Em Mia Couto estamos, portanto, em uma nova geografia, imprecisa, cujas fronteiras ainda estão para serem definidas. Como uma Macondo africana, “em Via Longe […] só o impossível é natural, só o sobrenatural é credível” (pág. 94). Aqui, misturam-se vivos e mortos, passado e presente, história oficial e crenças locais, símbolos cristãos e ritos africanos, sonho e memória. É como se estivéssemos na tênue fronteira entre sono e vigília, fronteira já enunciada em outras “estórias” do autor e alguns de seus títulos significativos: Vozes anoitecidas (1986), Terra sonâmbula (1992) e Estórias abensonhadas (1994).
O homem africano
Em entrevistas concedidas recentemente, durante sua passagem pelo Brasil, Mia Couto disse pretender ironizar e questionar alguns arquétipos sobre o homem africano, principalmente a idéia fascista de pureza ou autenticidade, bem como os lugares-comuns em sua representação: as crendices, a feitiçaria, a sexualidade, etc. O resultado é, por um lado, bastante eficiente: são tratados com ironia tanto o desejo patético do afro-americano que quer ser africano, quanto as discussões, de lado a lado, sobre a globalização e a “legitimidade” da inevitável “mulatização” dos povos. E o autor tem o grande mérito de não ser maniqueísta: na qualidade de descendente de portugueses, um branco que se deixou influenciar não apenas pela cultura portuguesa como também por nomes brasileiros como Guimarães Rosa e Carlos Drummond de Andrade, Mia Couto é a própria personificação da miscigenação de povos, culturas e crenças que é um país como Moçambique. Além disso, sua mensagem não nos é transmitida de maneira abertamente panfletária, qual discurso político, mas está subjacente à série de imagens, metáforas e falas dos personagens que, elevadas ao máximo, conferem uma dimensão algo absurda ao conceito de pureza.

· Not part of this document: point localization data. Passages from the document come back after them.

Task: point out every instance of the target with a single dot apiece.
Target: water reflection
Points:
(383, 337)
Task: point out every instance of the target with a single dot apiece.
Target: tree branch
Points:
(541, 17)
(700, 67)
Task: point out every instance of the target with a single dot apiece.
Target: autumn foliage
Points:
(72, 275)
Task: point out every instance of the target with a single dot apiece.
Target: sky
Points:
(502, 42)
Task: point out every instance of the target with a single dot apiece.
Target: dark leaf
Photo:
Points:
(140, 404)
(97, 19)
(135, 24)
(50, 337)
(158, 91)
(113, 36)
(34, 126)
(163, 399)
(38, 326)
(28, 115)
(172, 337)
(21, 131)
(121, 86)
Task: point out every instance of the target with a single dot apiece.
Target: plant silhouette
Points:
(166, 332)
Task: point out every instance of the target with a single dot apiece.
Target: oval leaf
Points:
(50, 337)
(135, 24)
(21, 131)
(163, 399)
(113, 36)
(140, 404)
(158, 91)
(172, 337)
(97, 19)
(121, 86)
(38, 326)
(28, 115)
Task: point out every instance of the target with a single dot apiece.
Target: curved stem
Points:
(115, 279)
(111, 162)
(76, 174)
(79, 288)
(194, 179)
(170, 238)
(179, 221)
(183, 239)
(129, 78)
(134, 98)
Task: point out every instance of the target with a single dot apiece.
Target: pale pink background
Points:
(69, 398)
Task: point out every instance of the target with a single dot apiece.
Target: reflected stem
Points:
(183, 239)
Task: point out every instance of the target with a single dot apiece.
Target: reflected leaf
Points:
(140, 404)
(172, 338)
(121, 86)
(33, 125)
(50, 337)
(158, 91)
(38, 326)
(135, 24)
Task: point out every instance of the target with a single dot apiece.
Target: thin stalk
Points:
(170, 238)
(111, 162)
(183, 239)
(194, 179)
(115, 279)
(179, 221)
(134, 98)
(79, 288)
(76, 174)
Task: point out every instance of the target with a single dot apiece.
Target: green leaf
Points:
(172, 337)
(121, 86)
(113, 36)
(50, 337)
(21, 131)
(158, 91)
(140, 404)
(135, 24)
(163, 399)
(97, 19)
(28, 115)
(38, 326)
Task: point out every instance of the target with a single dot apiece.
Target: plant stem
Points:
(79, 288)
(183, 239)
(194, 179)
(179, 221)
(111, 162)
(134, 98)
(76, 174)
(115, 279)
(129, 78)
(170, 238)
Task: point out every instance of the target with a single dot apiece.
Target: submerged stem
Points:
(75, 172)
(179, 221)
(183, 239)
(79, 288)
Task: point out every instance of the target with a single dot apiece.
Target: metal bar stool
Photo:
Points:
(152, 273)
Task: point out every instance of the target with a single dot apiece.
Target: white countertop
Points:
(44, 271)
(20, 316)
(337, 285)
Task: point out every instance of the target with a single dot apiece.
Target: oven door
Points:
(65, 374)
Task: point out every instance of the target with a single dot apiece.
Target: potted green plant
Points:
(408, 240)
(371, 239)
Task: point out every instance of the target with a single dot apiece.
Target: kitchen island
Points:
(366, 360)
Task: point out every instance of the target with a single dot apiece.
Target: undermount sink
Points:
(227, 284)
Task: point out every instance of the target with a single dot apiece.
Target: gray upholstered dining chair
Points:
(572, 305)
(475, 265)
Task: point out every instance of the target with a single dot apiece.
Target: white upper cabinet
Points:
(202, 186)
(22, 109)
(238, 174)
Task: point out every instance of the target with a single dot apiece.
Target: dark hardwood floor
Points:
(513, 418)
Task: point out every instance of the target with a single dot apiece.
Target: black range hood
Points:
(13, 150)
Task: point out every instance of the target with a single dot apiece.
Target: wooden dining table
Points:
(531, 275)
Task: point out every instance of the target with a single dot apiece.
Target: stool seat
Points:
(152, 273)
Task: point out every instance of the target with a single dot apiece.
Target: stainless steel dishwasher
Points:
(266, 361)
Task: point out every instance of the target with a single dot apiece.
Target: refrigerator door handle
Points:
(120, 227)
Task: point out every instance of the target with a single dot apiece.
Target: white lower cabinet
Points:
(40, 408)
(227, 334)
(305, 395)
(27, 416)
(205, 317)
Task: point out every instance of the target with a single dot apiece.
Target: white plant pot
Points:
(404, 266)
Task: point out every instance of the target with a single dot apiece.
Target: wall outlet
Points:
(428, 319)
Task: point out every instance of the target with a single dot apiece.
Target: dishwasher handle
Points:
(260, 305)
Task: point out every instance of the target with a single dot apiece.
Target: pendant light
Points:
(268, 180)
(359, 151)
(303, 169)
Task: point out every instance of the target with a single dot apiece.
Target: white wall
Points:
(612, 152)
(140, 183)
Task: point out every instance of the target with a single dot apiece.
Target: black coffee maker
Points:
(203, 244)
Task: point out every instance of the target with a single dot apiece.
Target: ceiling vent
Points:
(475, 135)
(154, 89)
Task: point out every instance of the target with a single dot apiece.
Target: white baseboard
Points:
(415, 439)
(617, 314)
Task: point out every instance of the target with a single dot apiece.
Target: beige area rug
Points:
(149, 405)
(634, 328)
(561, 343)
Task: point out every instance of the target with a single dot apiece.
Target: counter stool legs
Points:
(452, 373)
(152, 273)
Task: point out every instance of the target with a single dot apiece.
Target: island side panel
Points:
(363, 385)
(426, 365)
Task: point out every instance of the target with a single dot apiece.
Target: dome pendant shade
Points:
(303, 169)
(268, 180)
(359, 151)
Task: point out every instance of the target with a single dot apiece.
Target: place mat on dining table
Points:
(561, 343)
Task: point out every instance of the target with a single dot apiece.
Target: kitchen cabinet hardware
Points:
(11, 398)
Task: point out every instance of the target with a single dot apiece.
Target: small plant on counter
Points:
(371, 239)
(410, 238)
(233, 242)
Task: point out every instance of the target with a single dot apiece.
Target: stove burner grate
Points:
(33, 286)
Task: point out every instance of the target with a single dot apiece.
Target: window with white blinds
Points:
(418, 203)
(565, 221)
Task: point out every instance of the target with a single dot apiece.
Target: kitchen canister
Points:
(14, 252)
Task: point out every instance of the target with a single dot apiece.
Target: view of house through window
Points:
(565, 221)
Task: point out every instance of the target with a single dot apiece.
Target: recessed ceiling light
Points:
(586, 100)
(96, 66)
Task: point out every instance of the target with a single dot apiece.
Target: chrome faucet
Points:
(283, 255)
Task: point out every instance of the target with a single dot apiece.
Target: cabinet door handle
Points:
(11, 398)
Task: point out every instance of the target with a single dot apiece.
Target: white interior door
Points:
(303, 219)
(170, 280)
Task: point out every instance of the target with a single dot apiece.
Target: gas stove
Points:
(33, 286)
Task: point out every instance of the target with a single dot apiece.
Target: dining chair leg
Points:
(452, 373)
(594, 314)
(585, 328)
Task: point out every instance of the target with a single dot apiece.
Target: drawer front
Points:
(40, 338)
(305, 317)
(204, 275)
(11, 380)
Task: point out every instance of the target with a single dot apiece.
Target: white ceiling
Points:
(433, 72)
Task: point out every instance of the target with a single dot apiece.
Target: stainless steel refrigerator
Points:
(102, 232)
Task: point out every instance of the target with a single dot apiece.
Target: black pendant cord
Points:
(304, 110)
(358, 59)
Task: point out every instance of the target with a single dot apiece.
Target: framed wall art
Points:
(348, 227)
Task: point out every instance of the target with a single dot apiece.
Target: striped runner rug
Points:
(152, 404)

Metáforas como aquela que talvez seja a mais importante do livro: o rio, e a evocação implícita de sua terceira margem: “Agora, ela sabia: um livro é uma canoa. Esse era o barco que lhe faltava em Antigamente. Tivesse livros e ela faria a travessia para o outro lado do mundo, para o outro lado de si mesma” (pág. 238). A palavra — tanto da tradição oral quanto do livro, do documento escrito — é o lugar da construção da identidade, pois é onde se preserva a memória. Afinal, é imperativo, no processo de formação e consolidação da identidade, o questionamento do que deve ou não ser lembrado. Talvez seja este o aprendizado mais importante de Mwandia.
Há quem diga que o mais adequado ao rompimento dos arquétipos da “africanidade” seria a adoção de outro estilo narrativo que não o deste “realismo mágico”. Poderíamos colocar a questão nos seguintes termos: será que em O outro pé da sereia (por mais interessante e mesmo prazerosa que seja sua leitura), a legitimação e a exacerbação do universo mítico, provocada pelos procedimentos elencados anteriormente — epígrafes, adesão do narrador, geografia mágica —, não reitera precisamente a imagem do personagem e do mundo africanos exóticos, mergulhados nas crenças e na magia? Uma imagem estereotipada, portanto? A se pensar. De qualquer forma, que o romancista crie uma obra que consiga não apenas entreter e emocionar seus leitores, mas também estimular literariamente, e não dogmaticamente, tais reflexões, é um grande mérito.